The Pin family, in particular, abandoned their usual passivity and threw a small family storm. Rose Yi Pin, by turns laughing and howling, was the centre of passionate attention. She had a marvellous time.

The Advisor was mortified.

*

The fresh air visited Billy’s body and bathed his lungs. It allowed him to see every detail of the flashing world. But its vividness, its sounds, were too much. He shut his eyes.

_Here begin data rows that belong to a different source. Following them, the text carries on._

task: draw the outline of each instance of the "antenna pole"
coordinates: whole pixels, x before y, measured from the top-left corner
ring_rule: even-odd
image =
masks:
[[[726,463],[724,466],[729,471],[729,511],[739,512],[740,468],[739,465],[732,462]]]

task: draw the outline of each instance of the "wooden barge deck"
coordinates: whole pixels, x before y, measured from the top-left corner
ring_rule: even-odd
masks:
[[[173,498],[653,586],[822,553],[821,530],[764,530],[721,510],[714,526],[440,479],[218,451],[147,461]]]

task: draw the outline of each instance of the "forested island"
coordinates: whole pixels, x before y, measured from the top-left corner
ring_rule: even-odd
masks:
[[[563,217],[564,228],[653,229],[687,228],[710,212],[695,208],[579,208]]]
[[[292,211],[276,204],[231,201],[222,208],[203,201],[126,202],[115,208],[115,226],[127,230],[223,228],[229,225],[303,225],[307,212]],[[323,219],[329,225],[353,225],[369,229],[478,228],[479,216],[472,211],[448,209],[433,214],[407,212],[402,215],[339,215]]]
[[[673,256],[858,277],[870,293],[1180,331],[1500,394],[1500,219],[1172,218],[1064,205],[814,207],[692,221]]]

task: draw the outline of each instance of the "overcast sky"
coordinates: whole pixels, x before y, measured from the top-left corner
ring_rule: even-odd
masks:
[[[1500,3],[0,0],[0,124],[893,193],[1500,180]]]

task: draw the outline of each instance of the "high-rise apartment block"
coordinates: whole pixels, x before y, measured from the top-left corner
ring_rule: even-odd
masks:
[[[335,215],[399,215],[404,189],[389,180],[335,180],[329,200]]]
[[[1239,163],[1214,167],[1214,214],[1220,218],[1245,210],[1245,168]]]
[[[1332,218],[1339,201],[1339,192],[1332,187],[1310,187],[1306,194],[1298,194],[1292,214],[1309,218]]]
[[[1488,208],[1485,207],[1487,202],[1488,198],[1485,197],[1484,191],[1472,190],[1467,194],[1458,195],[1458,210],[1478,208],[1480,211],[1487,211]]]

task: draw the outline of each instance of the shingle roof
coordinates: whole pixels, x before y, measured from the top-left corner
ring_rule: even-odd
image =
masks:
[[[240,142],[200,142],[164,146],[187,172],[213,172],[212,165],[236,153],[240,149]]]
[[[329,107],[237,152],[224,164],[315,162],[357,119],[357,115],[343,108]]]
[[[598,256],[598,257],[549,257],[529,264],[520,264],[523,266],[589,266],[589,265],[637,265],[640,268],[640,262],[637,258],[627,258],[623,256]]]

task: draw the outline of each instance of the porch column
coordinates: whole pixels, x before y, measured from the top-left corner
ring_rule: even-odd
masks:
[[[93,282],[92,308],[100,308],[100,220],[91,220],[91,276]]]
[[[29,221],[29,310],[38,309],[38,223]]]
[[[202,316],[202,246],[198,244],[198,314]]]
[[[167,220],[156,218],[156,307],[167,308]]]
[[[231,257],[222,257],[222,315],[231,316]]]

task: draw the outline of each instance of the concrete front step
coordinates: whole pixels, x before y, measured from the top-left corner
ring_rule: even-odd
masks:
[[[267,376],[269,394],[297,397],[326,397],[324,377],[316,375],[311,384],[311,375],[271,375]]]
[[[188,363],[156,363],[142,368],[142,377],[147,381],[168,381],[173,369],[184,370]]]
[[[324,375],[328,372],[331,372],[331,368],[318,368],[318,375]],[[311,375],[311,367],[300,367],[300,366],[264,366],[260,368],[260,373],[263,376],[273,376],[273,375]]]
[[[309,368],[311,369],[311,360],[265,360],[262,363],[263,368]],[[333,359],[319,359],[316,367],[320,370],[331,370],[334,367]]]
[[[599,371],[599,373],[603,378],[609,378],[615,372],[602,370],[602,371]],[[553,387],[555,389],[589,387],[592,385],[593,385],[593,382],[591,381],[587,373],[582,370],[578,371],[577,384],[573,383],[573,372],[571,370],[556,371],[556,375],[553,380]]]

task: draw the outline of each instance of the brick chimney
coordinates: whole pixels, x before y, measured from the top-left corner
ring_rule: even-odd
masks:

When he managed to open them again, the asokins were moving briskly, the sledge bumped, and coastal pallors had begun to veil the view.

To compensate for earlier humiliations, Div Muntras insisted on driving the sledge. He threw the reins over his right shoulder, gripping them under his left arm while clutching the sledge handle with his left hand. In his right hand he flourished a whip, which he cracked above the asokins.

‘Go steady, Div, lad,’ Muntras growled.

As he spoke, the sledge struck a hummock of coarse grass and overturned. They were travelling under the shoot, where the ground was marshy. Muntras landed on his hands and knees. He snatched up the reins, looking blackly at his son but saying nothing. Immya, forming her mouth into the shape of a stretcher, straightened the sledge and lifted Billy back into it. Her silence was more expressive than words.

‘It wasn’t my fault,’ said Div, pretending to have hurt his wrist. His father took up the reins and silently motioned his son round to the back runners. They then proceeded at a sedate pace home.

The rambling Muntras house was built on one floor only. That floor was on many levels connected by steps or short flights of stairs, owing to the rocky terrain. Beyond the room in which Muntras and Immya placed Billy was the courtyard in which Muntras paid his workers every tenner.